Posted on 03/08/2004 10:58:49 PM PST by HAL9000
ISLAMABAD, Pakistan - Pakistan on Tuesday tested its longest-range missile yet, capable of carrying a nuclear warhead and hitting targets deep inside neighboring India, a defense ministry official said.
The official, who did not want to be named, said the test was "100 percent successful."
"It can carry both conventional and unconventional warheads."
He did not disclose where the test was conducted.
The surface-to-surface Shaheen 2 missile has a range of 2,000 kilometers (1,250 miles).
Pakistan's previous longest-range missile was the Ghouri tested in 1997, which has a range of 1,300 kilometers (810 miles).
Pakistan Foreign Ministry spokesman Masood Khan said Monday that "neighbors and concerned countries," including India, would be informed in advance of the test - which comes despite peace moves in recent months between the South Asian rivals.
The nuclear-armed neighbors have started talks on a roadmap to peace that will include negotiations to solve their dispute over divided Kashmir - the issue at the heart of their five decades of hostility.
Domestically, the test appeared aimed at allaying concerns that President Gen. Pervez Musharraf was rolling back the country's nuclear program under international pressure, after Pakistan's top nuclear scientist admitted spreading sensitive technology to other countries.
Abdul Qadeer Khan, considered the father of Pakistan's nuclear program, confessed in February to proliferating weapons technology to Libya, Iran and North Korea. Musharraf pardoned Khan but political opponents have blamed the president for initiating an inquiry into Khan in the first place.
Musharraf has vowed to retain Pakistan's nuclear deterrent against larger neighbor India.

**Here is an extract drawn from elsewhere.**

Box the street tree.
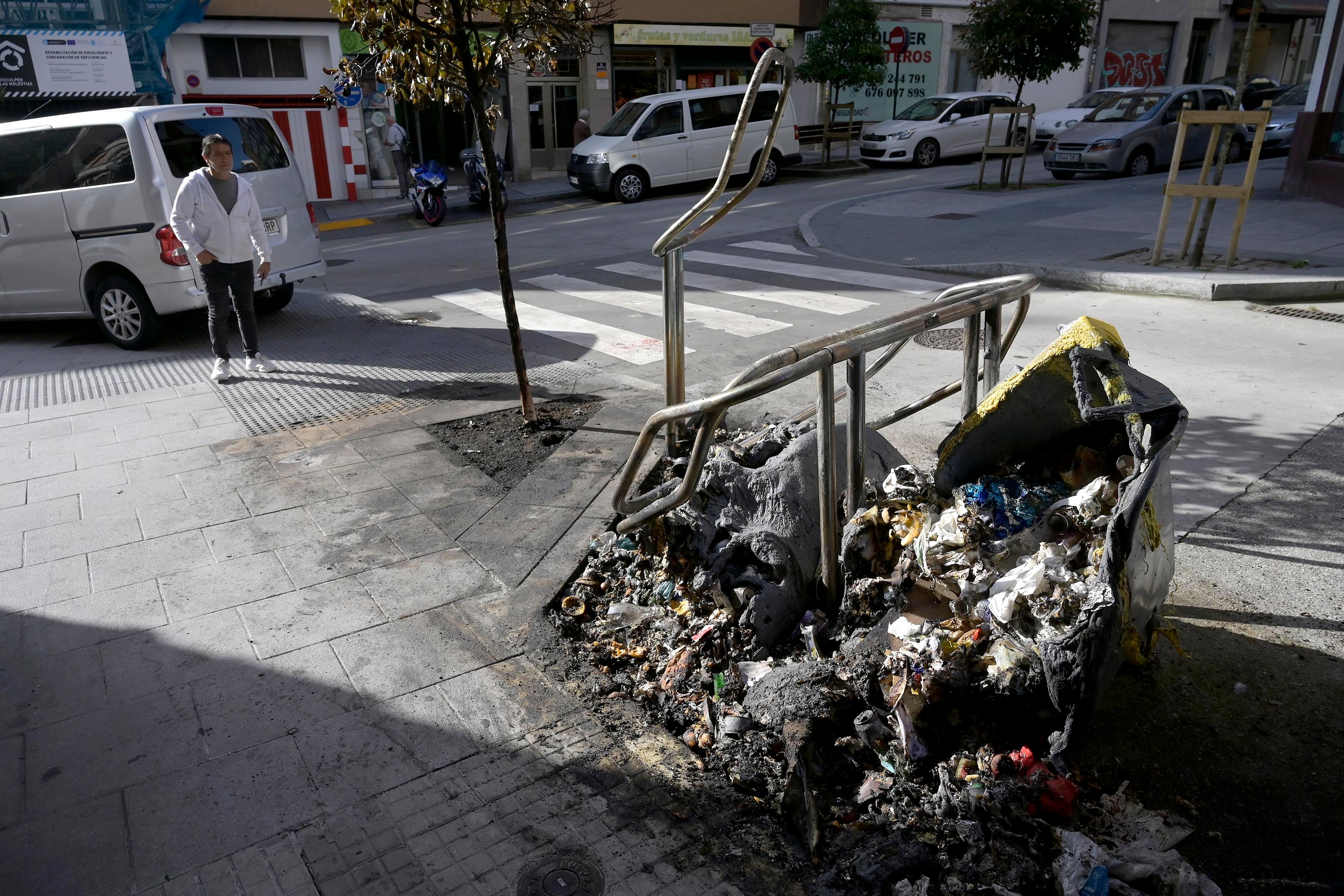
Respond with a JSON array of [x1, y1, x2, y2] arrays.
[[961, 0, 1097, 105], [322, 0, 611, 422], [794, 0, 887, 102]]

Pakistan conducted a nuclear test in 1998.
Talat Masood, a former army general and military analyst, said the missile test demonstrated Pakistan's advances in missile technology and would help ease criticism at home in the wake of the nuclear proliferation scandal.
"It gives Pakistan the ability to fire missiles much deeper into India than before," he told AP.

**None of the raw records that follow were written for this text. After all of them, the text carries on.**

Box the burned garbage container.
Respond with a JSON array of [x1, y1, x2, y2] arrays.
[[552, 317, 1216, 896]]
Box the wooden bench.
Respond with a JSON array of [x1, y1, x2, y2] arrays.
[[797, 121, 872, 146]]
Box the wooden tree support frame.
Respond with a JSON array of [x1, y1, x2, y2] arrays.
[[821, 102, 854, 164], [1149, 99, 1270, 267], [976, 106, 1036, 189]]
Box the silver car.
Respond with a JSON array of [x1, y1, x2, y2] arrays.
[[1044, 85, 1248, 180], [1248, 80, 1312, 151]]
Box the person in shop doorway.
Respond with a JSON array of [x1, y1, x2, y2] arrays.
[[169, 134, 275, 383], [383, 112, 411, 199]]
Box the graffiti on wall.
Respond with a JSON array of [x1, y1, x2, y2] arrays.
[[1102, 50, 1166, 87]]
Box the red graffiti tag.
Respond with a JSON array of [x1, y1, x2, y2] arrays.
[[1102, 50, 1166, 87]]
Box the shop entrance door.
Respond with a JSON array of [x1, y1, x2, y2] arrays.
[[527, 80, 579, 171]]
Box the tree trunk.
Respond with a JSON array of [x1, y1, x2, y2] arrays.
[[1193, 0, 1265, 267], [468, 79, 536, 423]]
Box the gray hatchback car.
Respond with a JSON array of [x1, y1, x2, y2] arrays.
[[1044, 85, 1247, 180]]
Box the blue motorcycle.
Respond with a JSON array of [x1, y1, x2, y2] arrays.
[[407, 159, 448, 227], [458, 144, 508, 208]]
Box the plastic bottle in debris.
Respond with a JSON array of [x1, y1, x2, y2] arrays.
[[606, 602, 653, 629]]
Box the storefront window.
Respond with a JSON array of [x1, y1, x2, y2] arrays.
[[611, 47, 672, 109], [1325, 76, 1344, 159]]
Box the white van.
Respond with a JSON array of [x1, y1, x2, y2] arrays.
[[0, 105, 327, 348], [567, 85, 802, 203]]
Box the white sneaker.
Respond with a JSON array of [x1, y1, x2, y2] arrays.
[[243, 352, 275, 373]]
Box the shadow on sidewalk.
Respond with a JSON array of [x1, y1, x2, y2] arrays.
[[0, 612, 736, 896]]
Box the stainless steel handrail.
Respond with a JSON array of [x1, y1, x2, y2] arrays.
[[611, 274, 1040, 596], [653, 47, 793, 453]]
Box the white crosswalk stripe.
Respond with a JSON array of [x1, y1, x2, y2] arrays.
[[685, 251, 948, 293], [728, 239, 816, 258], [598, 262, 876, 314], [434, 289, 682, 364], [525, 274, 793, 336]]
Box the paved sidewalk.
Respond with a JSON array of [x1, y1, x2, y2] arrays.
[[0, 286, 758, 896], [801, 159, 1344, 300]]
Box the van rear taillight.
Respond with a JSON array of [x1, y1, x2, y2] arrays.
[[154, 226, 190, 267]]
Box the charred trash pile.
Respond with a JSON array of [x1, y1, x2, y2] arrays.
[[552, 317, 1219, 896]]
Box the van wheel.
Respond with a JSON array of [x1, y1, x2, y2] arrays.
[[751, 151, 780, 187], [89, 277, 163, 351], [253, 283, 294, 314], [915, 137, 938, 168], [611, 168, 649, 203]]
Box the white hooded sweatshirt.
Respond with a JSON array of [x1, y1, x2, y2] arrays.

"Politically the government is trying to assure the people that its missiles and nuclear programs are moving ahead, and that the negative fallout of the proliferation affair has not affected any of its affairs."

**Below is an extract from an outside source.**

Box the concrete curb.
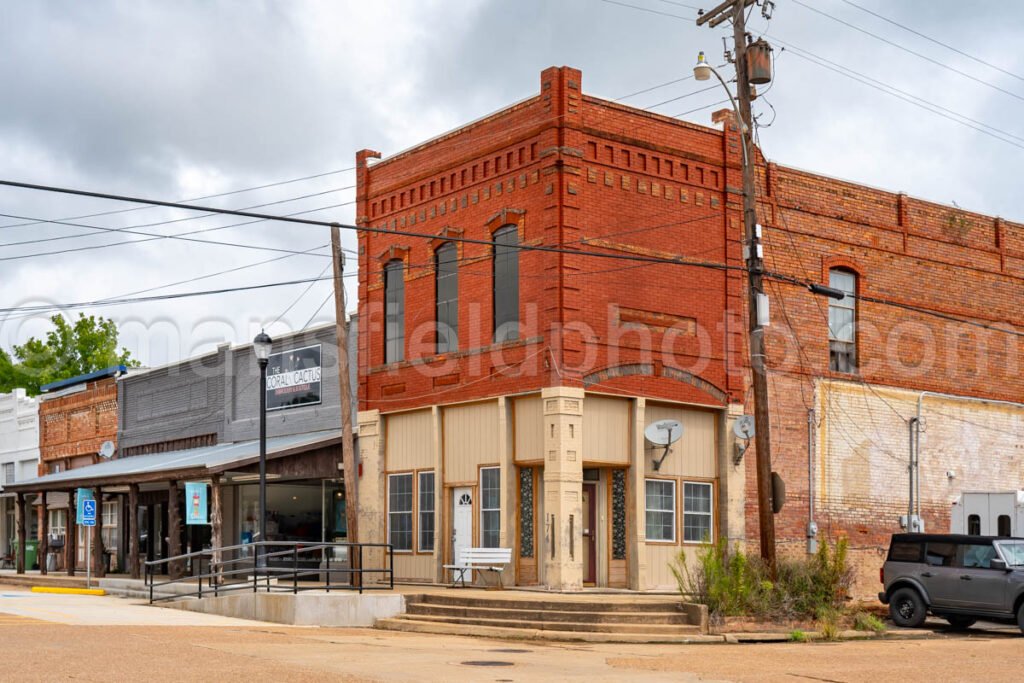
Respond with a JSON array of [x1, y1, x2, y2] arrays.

Khan, the foreign ministry spokesman, said that Pakistan's strategic goal was to have a "minimum credible deterrence."
"We have to test these missiles from time to time," he told a press conference on Monday. "Our reach has to be assured and we have to be in a position to deter aggression and to prevent military coercion and our delivery system has to be sufficient. That said, when we do take the test, we inform neighbors and concerned countries."